In Vivo Damage of the Head-Neck Junction in Hard-on-Hard Total Hip Replacements: Effect of Femoral Head Size, Metal Combination, and 12/14 Taper Design

Abstract

Recently, concerns have been raised about the potential effect of head-neck junction damage products at the local and systemic levels. Factors that may affect this damage process have not been fully established yet. This study investigated the possible correlations among head-neck junction damage level, implant design, material combination, and patient characteristics. Head-neck junctions of 148 retrieved implants were analysed, including both ceramic-on-ceramic (N = 61) and metal-on-metal (N = 87) bearings. In all cases, the male taper was made of titanium alloy. Damage was evaluated using a four-point scoring system based on damage morphology and extension. Patient age at implantation, implantation time, damage risk factor, and serum ion concentration were considered as independent potential predicting variables. The damage risk factor summarises head-neck design characteristics and junction loading condition. Junction damage correlated with both implantation time and damage factor risk when the head was made of ceramic. A poor correlation was found when the head was made of cobalt alloy. The fretting-corrosion phenomenon seemed mainly mechanically regulated, at least when cobalt alloy components were not involved. When a component was made of cobalt alloy, the role of chemical phenomena increased, likely becoming, over implantation time, the damage driving phenomena of highly stressed junctions.

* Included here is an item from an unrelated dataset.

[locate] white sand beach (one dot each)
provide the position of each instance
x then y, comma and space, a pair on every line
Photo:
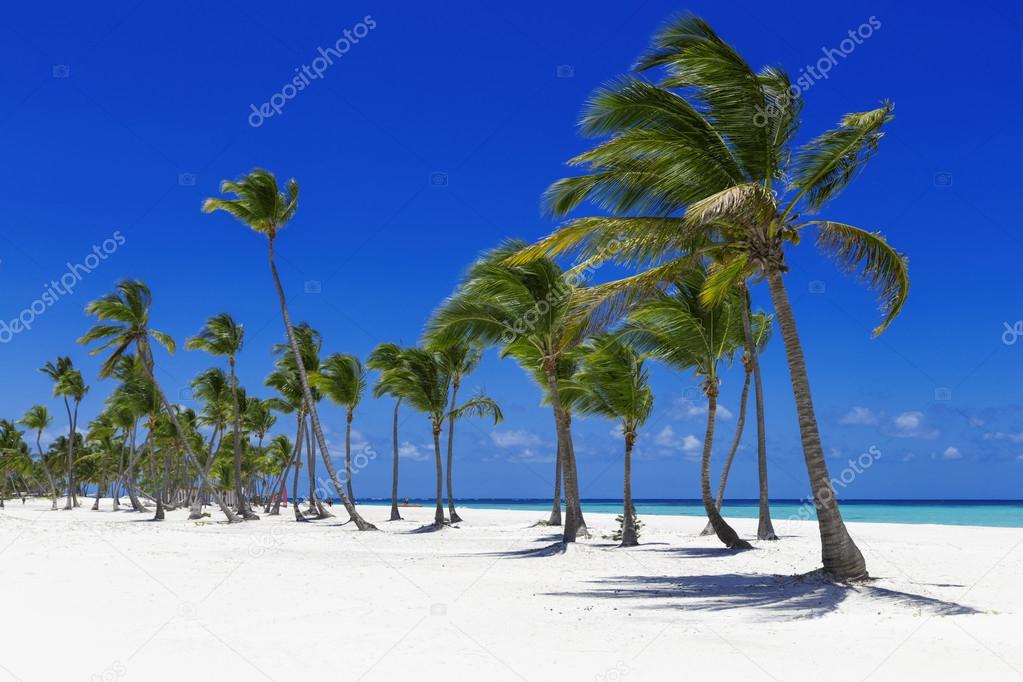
102, 595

Keywords: fretting corrosion; hard-on-hard bearings; head-neck junction; total hip replacements.

Figure 1

Hip joint load and frictional moment acting on the femoral head. Left: the force acting on the centre of the femoral head is split into two components, an axial force and an orthogonal force to the head-neck junction (HNJ) axis; Right: the frictional moment about the instantaneous rotation axis is split into two components, a torsional moment and a bending moment.

Figure 2

Left: head-taper offset when the head is assembled on a 12/14 male taper; Right: head-adapter sleeve and head-taper offset when an adapter sleeve is included.

Figure 3

The dimensions of the 12/14 taper were measured by means of a digital calliper: proximal diameter of the contact area, i.e., the smallest diameter of the male taper that was engaged with the head bore; contact length i.e., the axial length of the male taper that was engaged with the head bore. All measurements were rounded to 0.1 mm. The head diameter was also measured. The taper angle was achieved from the manufacturer’s specifications. The centroid height was calculated.

Figure 4

Plot of residuals versus implantation time and DRF. R² and root mean square error (RMSE) calculated for each material combination are reported.

Figure 5

The bore of a ceramic head and the male taper of its Ti-alloy neck. Metal transfer is visible in the head bore. The male taper is damaged specularly. EDX spectra of ceramic and material spread on ceramic surface (a), and Ti-alloy and fretted area (b) are shown.

Figure 6

The bore of a Co-alloy head, its adapter sleeve (Co-alloy), and its male taper made of Ti-alloy. Damaged areas are visible in the 12/14 junction. The head-adapter sleeve junction is very slightly damaged. EDX spectra of Co-alloy and slightly damaged area on the head bore (a); Co-alloy and deposits on the sleeve male taper (b); Co-alloy and damaged area on the sleeve bore (c); and Ti-alloy and deposits between the ridges on the male taper (d) are shown.